Danie Keulder

Personal information
- Full name: Daniel Keulder
- Born: 2 August 1973 (age 53) Keetmanshoop, South West Africa
- Batting: Right-handed
- Bowling: Right-arm off break
- Role: Batsman

International information
- National side: Namibia (1994–2005);
- ODI debut (cap 4): 10 February 2003 v Zimbabwe
- Last ODI: 3 March 2003 v Netherlands

Career statistics
| Competition | ODI | FC | LA |
| Matches | 6 | 3 | 31 |
| Runs scored | 132 | 210 | 837 |
| Batting average | 22.00 | 35.00 | 27.90 |
| 100s/50s | 0/1 | 0/2 | 0/5 |
| Top score | 52 | 90 | 83 |
| Balls bowled | – | 108 | 459 |
| Wickets | – | 2 | 12 |
| Bowling average | – | 26.50 | 35.25 |
| 5 wickets in innings | – | 0 | 0 |
| 10 wickets in match | – | 0 | 0 |
| Best bowling | – | 2/28 | 3/22 |
| Catches/stumpings | 3/– | 6/– | 15/– |
- Source: ESPNcricinfo, 22 June 2017

= Danie Keulder =

Namibian cricketer (born 1973)

Danie Keulder (born 2 August 1973) is a former Namibian cricketer, who has played for Namibia's national cricket team from 1994 until 2005. He first appeared for Namibia in the 1994 ICC Trophy, against Canada in a match that his team lost by eight wickets, having put a mere 51 runs on the board.

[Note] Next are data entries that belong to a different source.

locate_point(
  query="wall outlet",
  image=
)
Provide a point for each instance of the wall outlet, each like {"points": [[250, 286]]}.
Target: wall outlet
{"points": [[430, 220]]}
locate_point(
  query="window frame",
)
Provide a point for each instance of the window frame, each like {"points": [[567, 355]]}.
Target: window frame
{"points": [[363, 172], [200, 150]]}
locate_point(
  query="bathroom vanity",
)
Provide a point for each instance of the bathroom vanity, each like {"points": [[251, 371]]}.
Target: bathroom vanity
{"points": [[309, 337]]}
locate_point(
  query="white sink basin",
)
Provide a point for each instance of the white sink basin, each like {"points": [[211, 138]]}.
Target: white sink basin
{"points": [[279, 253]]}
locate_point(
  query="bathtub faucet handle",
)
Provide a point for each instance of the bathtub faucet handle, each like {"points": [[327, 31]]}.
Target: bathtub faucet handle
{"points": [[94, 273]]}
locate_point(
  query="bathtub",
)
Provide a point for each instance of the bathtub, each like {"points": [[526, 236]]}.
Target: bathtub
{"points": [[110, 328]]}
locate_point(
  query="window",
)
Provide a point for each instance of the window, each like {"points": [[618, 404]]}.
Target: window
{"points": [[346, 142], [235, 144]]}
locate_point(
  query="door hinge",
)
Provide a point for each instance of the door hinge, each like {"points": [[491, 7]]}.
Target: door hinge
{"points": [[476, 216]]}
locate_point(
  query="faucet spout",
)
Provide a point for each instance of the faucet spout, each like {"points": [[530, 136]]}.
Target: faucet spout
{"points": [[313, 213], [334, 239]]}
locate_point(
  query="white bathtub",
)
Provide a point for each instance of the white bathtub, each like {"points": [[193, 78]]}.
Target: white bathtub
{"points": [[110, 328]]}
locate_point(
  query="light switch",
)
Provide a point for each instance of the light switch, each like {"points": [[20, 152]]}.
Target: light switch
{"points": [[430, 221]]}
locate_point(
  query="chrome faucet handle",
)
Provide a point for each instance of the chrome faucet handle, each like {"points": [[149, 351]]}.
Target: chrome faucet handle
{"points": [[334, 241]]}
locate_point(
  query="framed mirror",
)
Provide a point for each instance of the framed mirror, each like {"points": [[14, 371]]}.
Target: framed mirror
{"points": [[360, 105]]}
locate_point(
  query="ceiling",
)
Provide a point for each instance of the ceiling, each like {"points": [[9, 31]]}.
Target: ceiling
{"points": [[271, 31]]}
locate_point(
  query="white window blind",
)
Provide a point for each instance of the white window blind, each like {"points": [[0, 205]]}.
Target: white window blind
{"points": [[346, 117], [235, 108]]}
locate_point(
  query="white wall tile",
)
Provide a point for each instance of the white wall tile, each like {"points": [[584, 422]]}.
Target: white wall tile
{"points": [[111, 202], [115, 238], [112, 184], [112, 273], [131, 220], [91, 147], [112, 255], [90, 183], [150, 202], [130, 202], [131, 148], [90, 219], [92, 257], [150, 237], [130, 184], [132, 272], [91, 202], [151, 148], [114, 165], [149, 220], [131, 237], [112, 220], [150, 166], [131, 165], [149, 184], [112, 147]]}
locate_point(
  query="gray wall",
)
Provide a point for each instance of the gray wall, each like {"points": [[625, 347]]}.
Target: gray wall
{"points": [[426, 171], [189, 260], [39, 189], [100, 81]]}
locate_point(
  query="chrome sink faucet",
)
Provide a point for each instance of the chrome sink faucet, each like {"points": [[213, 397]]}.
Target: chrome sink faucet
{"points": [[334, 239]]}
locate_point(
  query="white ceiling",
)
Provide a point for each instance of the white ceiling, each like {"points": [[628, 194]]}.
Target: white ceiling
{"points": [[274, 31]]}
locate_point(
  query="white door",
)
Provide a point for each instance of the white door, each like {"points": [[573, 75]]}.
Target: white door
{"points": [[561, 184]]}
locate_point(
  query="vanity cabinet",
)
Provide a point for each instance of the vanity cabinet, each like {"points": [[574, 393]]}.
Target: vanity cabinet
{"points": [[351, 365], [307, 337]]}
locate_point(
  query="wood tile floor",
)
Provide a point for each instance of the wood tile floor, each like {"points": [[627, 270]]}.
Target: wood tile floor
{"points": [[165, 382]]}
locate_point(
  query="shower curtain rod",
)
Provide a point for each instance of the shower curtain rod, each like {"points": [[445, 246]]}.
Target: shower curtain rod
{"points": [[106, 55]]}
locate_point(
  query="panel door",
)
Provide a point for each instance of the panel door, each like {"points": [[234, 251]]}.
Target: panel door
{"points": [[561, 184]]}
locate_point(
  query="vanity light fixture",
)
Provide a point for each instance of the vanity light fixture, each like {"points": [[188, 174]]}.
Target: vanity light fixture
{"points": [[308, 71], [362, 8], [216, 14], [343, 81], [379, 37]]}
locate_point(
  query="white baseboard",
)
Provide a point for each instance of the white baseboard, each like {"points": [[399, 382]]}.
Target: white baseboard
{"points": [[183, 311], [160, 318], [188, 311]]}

He also participated in a not-so crushing defeat by the Netherlands, which saw Klaas-Jan van Noortwijk and Feiko Kloppenburg score 255 of the 314 runs between six batsmen in 50 overs, including a 228 second-wicket partnership.

Keulder retired from cricket in 2005 following a back injury.